Libraries, Data, and Collectionism

So I’ve been thinking about a way to describe the enthusiasm about big data that has captured the business, government, and academic worlds over the past decade. I will admit up front that the rapid advances in deep learning technology that large businesses like Google, Microsoft, Facebook, and Amazon have accomplished in the past few years should be celebrated. The efforts by these companies and the fact that they have open-sourced many of the artificial intelligence frameworks they are creating should be applauded. So as a computer scientist manque I salute them and all the others back to the early days of map-reduce. Good job.

But as a soi-disant philosopher-social scientists who spends most of his time working with librarians and other academic knowledge producers, the drive toward big data has more than a few queasy aspects. The ethical problems of surveillance, by government, business, or researchers, are very fraught issues which need to be engaged thoughtfully. Nor is the view, shared by much of the silicon valley, that technology will solve our problems at all likely. Evegeny Morozoz is mostly correct when he complains about solutionism in the pronouncements of our mighty technology overlords.

What I’m particularly intrigued by is a default attitude I’ve encountered a handful of times in the library and research data management world. The attitude that keeping, preserving, and collecting data is an unalloyed good. I’m starting to think of this as a form of collectionism, a bias toward collecting whatever one can regardless of any immediate need or use for the data.

An example from my own experience may (clarify or muddy) the waters on this issue.
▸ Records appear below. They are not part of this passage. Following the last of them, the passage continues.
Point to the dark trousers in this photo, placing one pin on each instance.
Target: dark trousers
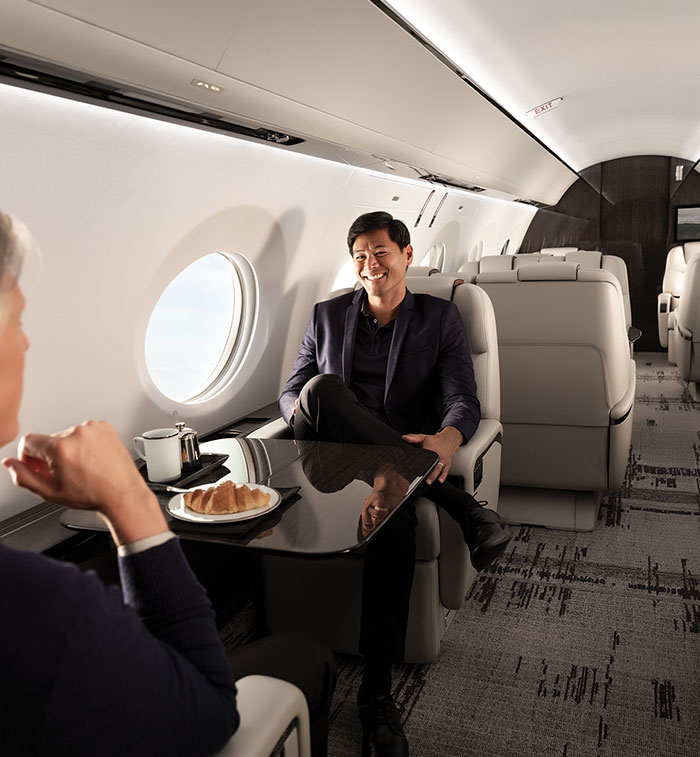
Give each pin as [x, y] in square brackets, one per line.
[329, 411]
[298, 658]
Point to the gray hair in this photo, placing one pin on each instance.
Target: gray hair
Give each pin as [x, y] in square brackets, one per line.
[15, 242]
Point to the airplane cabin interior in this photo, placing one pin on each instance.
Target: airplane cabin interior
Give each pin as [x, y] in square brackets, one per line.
[189, 172]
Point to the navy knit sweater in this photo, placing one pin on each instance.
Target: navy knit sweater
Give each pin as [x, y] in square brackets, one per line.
[87, 670]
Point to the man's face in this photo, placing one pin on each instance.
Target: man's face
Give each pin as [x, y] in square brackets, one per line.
[13, 345]
[380, 264]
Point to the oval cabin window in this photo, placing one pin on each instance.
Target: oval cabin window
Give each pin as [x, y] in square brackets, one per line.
[201, 326]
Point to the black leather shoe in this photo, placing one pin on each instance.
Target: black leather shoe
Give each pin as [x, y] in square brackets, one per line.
[486, 535]
[382, 732]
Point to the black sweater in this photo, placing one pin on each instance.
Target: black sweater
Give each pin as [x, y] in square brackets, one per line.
[87, 670]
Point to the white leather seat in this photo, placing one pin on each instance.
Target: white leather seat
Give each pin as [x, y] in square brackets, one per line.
[324, 596]
[615, 265]
[567, 391]
[274, 715]
[669, 298]
[684, 339]
[558, 250]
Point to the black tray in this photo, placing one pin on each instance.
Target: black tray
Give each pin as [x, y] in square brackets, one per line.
[206, 462]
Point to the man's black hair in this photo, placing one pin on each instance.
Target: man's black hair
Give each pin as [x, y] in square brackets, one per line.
[398, 231]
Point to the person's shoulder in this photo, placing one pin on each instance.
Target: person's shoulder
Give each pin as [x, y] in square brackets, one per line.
[339, 302]
[430, 302]
[46, 580]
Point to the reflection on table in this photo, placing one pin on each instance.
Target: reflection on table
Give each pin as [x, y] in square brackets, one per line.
[335, 497]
I’ve spent the past two years working on web archiving. Archiving the web is a massive challenge; there’s just so much of it. Researchers, such as the digital library groups at Old Dominion and Virginia Tech, have been doing incredible work on the technical challenge of harvesting data from social media and the world wide web. Non-profits, like the Internet Archive, have been bootstrapping their own data preservation systems since the early days of the web. National libraries, such as the British library and many others, have been collecting online artifacts because of legal requirements, e.g. national deposit laws, and for preserving national heritage. Without all of this work we would know even less than we do about recent cultural history. Whoever ends up writing the history of our current era will depend heavily on the often shoestring efforts of these people to preserve an ephemeral media.

The University of Alberta libraries have been helping out in this effort by building their own collections based on their judgment of material that is important now or may be in the future. These collections have been built using the services of Archive-IT, a subsidiary subscription service provided by the Internet Archive, and the library is now wrestling with the question of how to preserve these files. On the one hand the library wants to copy the data into its own preservation system for the technical reason that more copies are better, and for the legal reason that ownership of the data is potentially valuable intellectual property. But technically the amount of data is probably bigger than the library can accommodate given its current data capacity. The capacity is growing so tomorrow this limit may not be so salient.

An alternative would be to preserve a subset of the data with the library. Say just the full-text of the web pages or the link structure graph between pages in a collection. This data would be much smaller in size and is likely to be much more interesting to researchers than the “raw” data. But saving a subset of the data is contrary to one of the principles of digital preservation and archiving, namely keep the original data if at all possible. Having the original data would enable any future researcher to recreate the derived data, and perform additional analysis which current users may not envision.

I see the logic of keeping the original data if possible, but I’m even more interested in the effect of this logic. At an extreme this makes the library into a data warehouse, admittedly with better standards for metadata than the typical researcher, but basically a commodity service. If the library is just another cloud based storage facility then there is little reason for a researcher to choose the library over a commercial service such as Dropbox. A commercial service is likely to be easier to use even if its long-term viability is impossible to predict. Researchers are driven by their immediate needs, and often ease of use today outweighs unknown and unforeseeable uses tomorrow. Likewise for the library, the preference for original data makes the immediate goal of the library easy to understand - just provide enough storage - but it also leaves the library with not much else to do in the research process.